Probably no amount of dire health warnings could have curbed our national caffeine addiction, but coffee drinkers can now pride themselves on java’s surprising health benefits. Recent studies show that drinking coffee can reduce the risk of prostate cancer in men, breast cancer in women and heart attacks in all, and can also activate sex hormones. Robert J. Davis’s “Coffee is Good for You: From Vitamin C and Organic Foods to Low-Carb and Detox Diets, the Truth about Diet and Nutrition Claims” gives readers the straight story on caffeine and more.

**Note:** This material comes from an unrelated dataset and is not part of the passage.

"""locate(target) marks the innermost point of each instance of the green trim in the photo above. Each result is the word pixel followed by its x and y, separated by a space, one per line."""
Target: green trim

Thanks to low-carb mania and a battery of anti-dough manifestoes, bread—once a kitchen staple—has been vilified (literally, as in the new diet book “Bread Is the Devil”). But in “Bread Matters,” Andrew Whitley says that to dismiss bread as a whole is to miss out on its many nutritious and flavorful variations. By choosing and baking the right kinds of bread—such as yeast- and gluten-free—we can take advantage of its rich grain nutrients and sidestep less palatable effects, such as lethargy and weight gain.

Potheads—as well fed and well rested as they are—aren’t known to be the healthiest bunch. But advocates have championed the drug’s health benefits as grounds for its decriminalization. Cannabis has been shown to relieve migraines, mitigate seizures, slow cancer tumor growth, and even fight the neurological effects of multiple sclerosis. “Understanding Marijuana” by Mitch Earleywine takes a cold-hard-facts look at the benefits and drawbacks of the drug.